Marina rise — una risata vera, non di circostanza — per la prima volta da settimane.
Il vero problema arrivò due settimane dopo, di lunedì, quando Marina rientrò dal turno di notte e trovò sette chiamate perse di Ornella e un messaggio vocale di due minuti in cui la donna, con voce alterata, annunciava di aver "sistemato le cose" con l'avvocato: voleva chiedere l'affido dei fine settimana di Tommaso per sé, non tramite Renato, il padre biologico ormai sparito da tre anni, ma come nonna, sostenendo che il bambino "stava male in quella nuova famiglia allargata" e che lei, Ornella, era "l'unica figura stabile rimasta".
Davide lesse il messaggio due volte, seduto sul divano, la mascella contratta.
— Non ha alcun diritto legale su di lui. È la madre di un padre che non paga gli alimenti da tre anni.
— Lo so. Ma se fa causa, anche solo per intimidire, dovrò affrontare un tribunale, testimoni, tutto. — Marina si passò le mani sul viso. — E userà Tommaso come merce di scambio, come ha sempre fatto con me. Sai cosa mi diceva quando vivevo lì? Che se me ne andavo, non avrei mai più visto un centesimo dell'eredità di suo marito, che era intestata "moralmente" a Tommaso. Non è mai stato vero, ma me lo ripeteva ogni Natale come una minaccia.
Chiamarono Carla quella sera stessa, non per chiedere aiuto, ma perché Davide voleva che sua madre sapesse cosa stava succedendo prima che la voce arrivasse distorta da qualche parente comune. Carla ascoltò in silenzio, poi disse una frase che Marina non si aspettava:
— Domani vengo a Novara. Porto Franco. E porto l'avvocato di famiglia, Stefano Bricchi, quello che ci ha seguiti per la salumeria. Non perché Tommaso sia nostro — non lo è, per legge — ma perché nessuno tocca quel bambino mentre siamo vivi.

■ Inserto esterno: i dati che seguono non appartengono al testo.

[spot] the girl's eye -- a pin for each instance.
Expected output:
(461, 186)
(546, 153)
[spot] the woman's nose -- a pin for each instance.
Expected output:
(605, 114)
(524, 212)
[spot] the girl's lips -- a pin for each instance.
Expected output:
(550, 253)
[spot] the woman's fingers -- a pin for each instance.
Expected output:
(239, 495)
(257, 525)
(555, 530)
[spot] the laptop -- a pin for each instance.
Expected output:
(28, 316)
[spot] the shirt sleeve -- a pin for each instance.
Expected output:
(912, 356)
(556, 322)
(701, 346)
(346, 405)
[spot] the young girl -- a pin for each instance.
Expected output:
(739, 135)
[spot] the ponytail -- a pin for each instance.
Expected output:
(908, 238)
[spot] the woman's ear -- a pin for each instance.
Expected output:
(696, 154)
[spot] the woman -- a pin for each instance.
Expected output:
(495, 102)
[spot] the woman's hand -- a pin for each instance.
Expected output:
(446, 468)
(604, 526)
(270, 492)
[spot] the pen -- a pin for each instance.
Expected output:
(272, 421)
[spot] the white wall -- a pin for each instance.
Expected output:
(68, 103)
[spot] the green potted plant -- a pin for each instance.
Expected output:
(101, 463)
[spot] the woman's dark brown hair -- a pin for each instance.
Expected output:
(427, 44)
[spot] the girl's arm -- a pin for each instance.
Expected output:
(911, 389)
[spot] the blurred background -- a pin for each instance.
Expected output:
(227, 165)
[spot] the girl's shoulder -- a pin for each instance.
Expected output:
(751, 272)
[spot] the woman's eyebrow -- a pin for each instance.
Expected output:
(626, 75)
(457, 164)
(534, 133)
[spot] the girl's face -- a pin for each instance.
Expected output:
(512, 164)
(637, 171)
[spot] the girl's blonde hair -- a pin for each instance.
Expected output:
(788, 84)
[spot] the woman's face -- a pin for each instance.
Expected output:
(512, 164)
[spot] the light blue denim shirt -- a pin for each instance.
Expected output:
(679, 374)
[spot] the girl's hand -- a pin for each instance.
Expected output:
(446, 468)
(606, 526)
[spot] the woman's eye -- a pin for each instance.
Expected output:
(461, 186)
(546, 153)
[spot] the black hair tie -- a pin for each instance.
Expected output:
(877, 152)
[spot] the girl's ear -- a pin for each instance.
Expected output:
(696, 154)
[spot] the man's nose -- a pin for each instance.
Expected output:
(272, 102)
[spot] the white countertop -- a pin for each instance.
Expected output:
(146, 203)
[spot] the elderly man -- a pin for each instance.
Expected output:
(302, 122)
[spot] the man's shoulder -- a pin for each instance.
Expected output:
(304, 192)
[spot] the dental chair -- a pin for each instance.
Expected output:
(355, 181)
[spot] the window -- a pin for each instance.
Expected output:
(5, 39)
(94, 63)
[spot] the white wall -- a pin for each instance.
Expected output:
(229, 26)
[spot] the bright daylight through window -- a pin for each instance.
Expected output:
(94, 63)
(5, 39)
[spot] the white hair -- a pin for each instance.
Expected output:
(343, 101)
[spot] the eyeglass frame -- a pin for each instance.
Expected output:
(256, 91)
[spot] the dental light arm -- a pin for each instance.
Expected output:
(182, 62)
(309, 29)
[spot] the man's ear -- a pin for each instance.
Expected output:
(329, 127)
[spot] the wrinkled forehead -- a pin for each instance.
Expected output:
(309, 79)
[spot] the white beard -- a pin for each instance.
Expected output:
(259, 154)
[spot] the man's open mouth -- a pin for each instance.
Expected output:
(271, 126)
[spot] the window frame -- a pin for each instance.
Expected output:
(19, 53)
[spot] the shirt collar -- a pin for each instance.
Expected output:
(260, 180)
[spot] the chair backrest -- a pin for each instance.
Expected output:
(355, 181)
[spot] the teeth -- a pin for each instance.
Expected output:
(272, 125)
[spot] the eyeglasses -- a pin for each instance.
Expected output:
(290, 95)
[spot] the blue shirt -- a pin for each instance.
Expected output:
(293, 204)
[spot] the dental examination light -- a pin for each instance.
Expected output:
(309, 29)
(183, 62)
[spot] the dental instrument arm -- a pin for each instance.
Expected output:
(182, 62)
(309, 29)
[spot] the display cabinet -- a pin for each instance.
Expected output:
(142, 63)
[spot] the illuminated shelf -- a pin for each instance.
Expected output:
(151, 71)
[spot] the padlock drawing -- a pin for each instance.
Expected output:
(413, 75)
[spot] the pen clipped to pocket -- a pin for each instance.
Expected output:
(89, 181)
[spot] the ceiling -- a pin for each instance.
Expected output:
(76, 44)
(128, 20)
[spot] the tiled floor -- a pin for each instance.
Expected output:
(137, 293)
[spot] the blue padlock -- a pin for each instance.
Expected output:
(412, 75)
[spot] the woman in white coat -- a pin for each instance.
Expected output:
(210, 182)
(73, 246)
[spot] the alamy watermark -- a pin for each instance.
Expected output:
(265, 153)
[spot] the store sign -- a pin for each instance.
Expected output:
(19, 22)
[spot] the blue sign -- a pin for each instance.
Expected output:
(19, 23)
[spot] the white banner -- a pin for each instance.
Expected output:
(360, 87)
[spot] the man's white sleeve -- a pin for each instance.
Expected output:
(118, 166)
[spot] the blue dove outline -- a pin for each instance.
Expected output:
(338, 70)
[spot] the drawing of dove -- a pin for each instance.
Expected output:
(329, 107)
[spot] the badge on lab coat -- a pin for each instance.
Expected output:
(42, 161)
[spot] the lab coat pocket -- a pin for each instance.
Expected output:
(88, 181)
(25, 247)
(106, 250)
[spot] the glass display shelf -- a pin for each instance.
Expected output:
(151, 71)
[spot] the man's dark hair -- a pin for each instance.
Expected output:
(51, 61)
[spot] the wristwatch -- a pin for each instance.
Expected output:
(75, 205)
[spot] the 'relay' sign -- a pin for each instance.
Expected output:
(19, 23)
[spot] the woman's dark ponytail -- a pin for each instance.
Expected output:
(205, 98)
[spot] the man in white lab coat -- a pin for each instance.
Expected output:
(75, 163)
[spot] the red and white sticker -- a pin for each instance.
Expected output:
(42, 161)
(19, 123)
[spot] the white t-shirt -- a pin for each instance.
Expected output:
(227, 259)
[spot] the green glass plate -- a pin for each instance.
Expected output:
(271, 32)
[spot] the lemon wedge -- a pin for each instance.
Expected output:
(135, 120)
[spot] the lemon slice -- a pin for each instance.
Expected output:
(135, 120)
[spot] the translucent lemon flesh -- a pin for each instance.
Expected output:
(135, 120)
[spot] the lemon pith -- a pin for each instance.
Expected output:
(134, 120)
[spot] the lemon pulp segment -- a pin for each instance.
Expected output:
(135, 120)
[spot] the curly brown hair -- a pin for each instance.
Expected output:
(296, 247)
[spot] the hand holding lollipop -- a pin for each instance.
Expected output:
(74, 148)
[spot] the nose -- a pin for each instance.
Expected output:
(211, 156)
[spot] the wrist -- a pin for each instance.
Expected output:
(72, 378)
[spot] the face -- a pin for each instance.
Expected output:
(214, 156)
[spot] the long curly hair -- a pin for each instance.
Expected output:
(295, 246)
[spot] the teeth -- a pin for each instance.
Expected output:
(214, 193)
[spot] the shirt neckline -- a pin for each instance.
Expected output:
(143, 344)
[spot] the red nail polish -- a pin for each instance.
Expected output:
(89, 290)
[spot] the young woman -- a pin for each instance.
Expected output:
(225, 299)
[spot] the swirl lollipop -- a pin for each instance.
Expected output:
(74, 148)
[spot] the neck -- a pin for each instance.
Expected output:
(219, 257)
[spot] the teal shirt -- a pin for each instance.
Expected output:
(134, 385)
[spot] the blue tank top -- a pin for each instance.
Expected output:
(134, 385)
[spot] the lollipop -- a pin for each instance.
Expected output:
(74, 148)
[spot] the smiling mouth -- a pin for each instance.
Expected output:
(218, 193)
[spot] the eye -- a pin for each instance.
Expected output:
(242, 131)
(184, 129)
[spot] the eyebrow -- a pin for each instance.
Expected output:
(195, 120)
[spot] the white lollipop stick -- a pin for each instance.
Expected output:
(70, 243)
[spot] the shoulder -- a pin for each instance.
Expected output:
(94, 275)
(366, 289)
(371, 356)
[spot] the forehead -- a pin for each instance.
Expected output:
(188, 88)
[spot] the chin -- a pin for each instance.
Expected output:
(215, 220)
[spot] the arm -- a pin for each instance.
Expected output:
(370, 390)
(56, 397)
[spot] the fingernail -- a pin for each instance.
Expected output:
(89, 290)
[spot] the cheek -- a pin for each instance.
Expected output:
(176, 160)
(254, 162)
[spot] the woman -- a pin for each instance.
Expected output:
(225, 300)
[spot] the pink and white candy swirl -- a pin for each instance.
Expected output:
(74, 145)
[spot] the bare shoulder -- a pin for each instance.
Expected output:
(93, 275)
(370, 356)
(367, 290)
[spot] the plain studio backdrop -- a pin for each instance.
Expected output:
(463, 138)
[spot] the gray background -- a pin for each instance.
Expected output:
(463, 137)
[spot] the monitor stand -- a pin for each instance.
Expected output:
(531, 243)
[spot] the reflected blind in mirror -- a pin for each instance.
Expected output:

L'incontro con l'avvocato, il mercoledì successivo, in uno studio di corso Cavour a Novara con le persiane socchiuse contro il caldo di fine giugno, chiarì in venti minuti quello che Marina aveva temuto per una settimana intera: Ornella non aveva alcun titolo per chiedere l'affido dei weekend. Non era genitore, non era tutore, e il figlio — Renato — non versava gli alimenti da trentasei mesi, un dato che l'avvocato Bricchi segnò su un foglio con la penna e disse, guardando Marina negli occhi: — Questo, semmai, lo useremo noi contro di lei, se insiste.
Marina tornò a casa quella sera con una cartellina blu sotto il braccio: la lettera formale dell'avvocato, pronta per essere notificata a Ornella tramite raccomandata, in cui si chiariva la posizione legale e si intimava di cessare ogni tentativo di contatto minaccioso. Non l'aveva chiesto lei per vendetta. L'aveva chiesto perché per la prima volta in quattordici anni qualcuno le aveva detto: tu decidi, non lei.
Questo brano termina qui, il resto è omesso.